Ministros começam a apresentar seus votos
A sessão desta terça-feira dá início à apresentação de votos dos ministros.
O primeiro a ler seu voto será Alexandre de Moraes, relator desse processo e de outros processos e inquéritos sobre Bolsonaro no STF.
Depois, apresentarão seus votos, nesta ordem, os ministros Flávio Dino, Luiz Fux, Cármen Lúcia e Cristiano Zanin.

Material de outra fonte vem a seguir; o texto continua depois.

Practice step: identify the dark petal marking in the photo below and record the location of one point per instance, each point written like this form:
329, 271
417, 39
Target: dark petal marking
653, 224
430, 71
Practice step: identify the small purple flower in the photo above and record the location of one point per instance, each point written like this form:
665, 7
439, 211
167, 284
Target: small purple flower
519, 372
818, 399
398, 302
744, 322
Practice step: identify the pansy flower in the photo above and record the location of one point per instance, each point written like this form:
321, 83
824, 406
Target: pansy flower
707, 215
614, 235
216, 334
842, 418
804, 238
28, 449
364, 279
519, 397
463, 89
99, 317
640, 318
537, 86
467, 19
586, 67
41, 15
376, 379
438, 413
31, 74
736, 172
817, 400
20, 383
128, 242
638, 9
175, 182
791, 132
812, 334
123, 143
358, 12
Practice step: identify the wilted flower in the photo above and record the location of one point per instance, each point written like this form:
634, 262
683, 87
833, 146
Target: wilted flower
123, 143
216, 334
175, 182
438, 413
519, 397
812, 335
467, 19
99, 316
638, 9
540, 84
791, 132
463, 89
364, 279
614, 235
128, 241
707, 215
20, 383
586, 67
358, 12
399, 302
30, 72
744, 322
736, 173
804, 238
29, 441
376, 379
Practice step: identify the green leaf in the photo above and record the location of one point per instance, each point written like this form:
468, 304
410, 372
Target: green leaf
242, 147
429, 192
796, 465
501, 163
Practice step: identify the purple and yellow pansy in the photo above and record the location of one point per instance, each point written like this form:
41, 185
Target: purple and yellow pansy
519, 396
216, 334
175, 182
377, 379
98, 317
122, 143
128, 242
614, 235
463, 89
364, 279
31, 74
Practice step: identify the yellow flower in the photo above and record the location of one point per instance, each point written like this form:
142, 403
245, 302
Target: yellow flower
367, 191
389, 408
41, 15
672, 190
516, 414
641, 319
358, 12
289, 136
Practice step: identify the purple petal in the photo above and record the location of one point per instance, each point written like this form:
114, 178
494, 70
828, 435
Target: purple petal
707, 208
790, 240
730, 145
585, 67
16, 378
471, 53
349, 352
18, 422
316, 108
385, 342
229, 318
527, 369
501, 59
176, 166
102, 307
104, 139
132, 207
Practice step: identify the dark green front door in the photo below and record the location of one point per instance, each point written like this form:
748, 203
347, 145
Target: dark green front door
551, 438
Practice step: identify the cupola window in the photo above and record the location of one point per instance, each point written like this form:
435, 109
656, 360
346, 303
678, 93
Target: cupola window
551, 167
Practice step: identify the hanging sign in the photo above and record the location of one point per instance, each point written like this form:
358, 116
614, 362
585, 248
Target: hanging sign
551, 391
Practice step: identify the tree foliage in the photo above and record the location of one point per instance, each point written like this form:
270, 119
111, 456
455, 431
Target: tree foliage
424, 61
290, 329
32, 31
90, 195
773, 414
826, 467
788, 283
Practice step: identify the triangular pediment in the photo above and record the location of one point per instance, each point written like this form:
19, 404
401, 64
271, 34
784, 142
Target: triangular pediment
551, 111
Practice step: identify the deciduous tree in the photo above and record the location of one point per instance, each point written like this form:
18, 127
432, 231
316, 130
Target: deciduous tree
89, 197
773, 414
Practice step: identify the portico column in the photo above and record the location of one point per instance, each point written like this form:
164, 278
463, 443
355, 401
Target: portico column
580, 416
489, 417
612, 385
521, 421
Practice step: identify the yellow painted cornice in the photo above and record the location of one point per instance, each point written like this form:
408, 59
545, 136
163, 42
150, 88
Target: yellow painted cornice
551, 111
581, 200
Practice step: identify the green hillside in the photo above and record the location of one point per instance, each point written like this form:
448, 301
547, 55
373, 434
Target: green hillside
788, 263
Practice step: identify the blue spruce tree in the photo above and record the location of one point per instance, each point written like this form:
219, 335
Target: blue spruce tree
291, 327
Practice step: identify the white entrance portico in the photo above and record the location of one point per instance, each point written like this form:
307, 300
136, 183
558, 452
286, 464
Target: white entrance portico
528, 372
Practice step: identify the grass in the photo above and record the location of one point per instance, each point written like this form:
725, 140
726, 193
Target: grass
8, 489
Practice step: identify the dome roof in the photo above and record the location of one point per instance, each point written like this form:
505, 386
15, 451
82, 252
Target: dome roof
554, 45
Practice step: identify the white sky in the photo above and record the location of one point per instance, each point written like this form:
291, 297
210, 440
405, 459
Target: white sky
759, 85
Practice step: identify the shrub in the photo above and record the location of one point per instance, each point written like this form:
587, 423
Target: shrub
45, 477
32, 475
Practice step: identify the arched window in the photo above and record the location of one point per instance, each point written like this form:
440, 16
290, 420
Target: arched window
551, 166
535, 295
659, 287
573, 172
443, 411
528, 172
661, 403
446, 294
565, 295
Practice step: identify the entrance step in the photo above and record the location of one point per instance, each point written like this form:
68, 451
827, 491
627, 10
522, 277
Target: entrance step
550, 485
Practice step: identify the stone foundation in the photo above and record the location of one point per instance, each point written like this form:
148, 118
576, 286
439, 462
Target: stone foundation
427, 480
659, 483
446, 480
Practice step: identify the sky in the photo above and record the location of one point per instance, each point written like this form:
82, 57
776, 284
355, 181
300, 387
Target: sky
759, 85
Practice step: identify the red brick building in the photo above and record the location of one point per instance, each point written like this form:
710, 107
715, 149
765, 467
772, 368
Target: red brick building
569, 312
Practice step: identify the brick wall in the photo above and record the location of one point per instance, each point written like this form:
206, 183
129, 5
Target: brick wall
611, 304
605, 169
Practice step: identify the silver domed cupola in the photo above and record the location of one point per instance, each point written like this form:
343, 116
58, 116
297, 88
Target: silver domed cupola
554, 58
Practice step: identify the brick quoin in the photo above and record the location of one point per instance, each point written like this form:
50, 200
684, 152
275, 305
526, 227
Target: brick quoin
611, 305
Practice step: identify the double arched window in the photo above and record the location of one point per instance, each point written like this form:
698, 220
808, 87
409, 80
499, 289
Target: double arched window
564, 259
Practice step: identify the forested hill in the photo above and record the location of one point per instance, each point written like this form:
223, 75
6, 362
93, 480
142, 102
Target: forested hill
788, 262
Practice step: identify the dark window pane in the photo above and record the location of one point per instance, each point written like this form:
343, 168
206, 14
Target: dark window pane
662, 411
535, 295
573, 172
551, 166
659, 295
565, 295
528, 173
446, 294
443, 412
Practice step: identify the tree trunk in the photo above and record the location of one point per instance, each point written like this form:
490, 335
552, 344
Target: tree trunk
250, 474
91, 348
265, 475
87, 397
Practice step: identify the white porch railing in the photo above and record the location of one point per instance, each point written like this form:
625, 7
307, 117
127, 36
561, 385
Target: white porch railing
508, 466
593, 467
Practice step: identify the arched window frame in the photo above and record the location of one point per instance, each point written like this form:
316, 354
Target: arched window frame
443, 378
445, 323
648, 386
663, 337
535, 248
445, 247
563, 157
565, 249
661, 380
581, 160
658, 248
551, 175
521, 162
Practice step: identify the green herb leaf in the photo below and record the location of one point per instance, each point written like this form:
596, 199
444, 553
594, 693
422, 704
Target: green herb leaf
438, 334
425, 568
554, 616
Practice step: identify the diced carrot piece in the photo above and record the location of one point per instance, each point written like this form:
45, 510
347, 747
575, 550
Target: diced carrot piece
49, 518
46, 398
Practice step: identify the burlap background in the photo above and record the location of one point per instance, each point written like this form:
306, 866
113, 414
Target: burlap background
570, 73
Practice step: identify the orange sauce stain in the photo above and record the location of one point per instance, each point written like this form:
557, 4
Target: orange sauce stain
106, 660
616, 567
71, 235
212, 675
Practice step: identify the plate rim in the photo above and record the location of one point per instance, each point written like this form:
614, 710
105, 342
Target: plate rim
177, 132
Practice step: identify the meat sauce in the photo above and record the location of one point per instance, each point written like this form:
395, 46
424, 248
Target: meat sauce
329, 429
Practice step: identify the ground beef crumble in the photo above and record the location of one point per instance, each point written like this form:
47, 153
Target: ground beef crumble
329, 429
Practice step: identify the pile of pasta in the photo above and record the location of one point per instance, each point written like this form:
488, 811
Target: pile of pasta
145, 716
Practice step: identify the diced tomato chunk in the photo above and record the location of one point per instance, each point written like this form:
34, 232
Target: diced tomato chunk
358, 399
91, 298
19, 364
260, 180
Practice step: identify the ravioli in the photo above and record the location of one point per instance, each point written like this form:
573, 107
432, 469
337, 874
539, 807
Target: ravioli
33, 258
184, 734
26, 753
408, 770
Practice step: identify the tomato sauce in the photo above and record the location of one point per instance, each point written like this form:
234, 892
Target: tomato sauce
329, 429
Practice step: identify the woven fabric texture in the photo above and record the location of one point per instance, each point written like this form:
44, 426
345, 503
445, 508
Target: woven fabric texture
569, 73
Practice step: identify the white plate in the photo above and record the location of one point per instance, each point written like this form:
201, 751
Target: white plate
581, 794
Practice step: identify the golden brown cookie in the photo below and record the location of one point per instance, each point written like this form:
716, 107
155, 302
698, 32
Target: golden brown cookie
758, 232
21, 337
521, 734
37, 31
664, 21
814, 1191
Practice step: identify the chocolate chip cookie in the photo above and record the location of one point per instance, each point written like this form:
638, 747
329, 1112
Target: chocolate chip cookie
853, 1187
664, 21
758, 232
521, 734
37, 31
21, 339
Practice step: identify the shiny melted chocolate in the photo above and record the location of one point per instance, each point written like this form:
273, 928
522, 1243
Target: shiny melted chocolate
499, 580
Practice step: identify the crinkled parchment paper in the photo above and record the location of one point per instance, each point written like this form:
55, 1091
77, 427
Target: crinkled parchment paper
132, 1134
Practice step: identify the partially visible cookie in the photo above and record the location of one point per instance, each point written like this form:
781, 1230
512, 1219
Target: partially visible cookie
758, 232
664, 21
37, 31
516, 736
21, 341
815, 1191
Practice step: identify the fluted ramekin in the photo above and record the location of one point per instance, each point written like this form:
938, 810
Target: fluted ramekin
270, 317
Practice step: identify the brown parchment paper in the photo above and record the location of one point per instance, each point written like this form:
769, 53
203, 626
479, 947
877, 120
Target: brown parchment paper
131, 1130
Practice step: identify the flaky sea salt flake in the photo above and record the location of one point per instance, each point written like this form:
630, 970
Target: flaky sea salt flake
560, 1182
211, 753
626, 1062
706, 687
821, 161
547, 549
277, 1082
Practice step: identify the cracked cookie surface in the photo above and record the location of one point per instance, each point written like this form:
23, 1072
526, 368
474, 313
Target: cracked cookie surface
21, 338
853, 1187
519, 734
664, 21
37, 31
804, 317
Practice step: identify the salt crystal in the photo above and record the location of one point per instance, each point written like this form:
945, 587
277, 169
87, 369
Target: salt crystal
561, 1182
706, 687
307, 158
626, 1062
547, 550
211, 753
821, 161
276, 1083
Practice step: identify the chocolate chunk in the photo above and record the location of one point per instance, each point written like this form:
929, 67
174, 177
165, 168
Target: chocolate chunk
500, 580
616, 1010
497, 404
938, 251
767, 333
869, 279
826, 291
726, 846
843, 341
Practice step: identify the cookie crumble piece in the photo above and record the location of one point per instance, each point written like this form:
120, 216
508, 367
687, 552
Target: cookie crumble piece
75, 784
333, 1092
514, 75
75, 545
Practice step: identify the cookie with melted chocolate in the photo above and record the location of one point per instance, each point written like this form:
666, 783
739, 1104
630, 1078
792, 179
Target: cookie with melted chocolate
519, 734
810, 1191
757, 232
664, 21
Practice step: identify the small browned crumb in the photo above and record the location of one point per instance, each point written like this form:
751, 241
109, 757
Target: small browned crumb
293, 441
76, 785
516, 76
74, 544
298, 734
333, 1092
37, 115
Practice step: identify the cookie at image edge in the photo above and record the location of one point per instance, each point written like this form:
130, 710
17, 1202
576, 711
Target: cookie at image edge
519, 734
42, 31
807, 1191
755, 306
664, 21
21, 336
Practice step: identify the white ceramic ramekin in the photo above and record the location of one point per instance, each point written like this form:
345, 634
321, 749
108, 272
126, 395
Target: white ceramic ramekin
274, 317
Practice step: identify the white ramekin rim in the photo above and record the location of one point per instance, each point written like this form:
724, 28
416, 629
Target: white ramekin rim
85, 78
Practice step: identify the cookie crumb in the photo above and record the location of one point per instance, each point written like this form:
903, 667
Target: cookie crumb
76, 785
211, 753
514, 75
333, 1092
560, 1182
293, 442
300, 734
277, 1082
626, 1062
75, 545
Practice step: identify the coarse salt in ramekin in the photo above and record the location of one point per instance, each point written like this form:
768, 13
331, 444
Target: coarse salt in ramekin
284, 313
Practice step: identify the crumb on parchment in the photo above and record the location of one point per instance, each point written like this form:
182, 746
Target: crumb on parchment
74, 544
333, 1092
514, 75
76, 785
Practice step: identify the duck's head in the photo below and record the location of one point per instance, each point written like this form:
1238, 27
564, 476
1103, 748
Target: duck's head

O julgamento começou na terça-feira da semana passada, com a leitura do relatório por Moraes, seguida da sustentação oral do procurador-geral da República, Paulo Gonet. Em seguida, advogados de quatro dos oito acusados apresentaram seus argumentos: tenente-coronel Mauro Cid, ex-ajudante de ordens de Bolsonaro; Alexandre Ramagem, ex-chefe da Agência Brasileira de Inteligência (Abin); almirante Almir Garnier, ex-comandante da Marinha; e Anderson Torres, ex-ministro da Justiça.
Na quarta-feira passada, houve a sustentação oral das defesas de outro quatro dos réus: Jair Bolsonaro, ex-presidente; general Augusto Heleno, ex-ministro-chefe do Gabinete de Segurança Institucional (GSI); general Paulo Sérgio Nogueira, ex-ministro da Defesa; e general Walter Braga Netto, ex-ministro da Defesa e vice na chapa de Bolsonaro em 2022.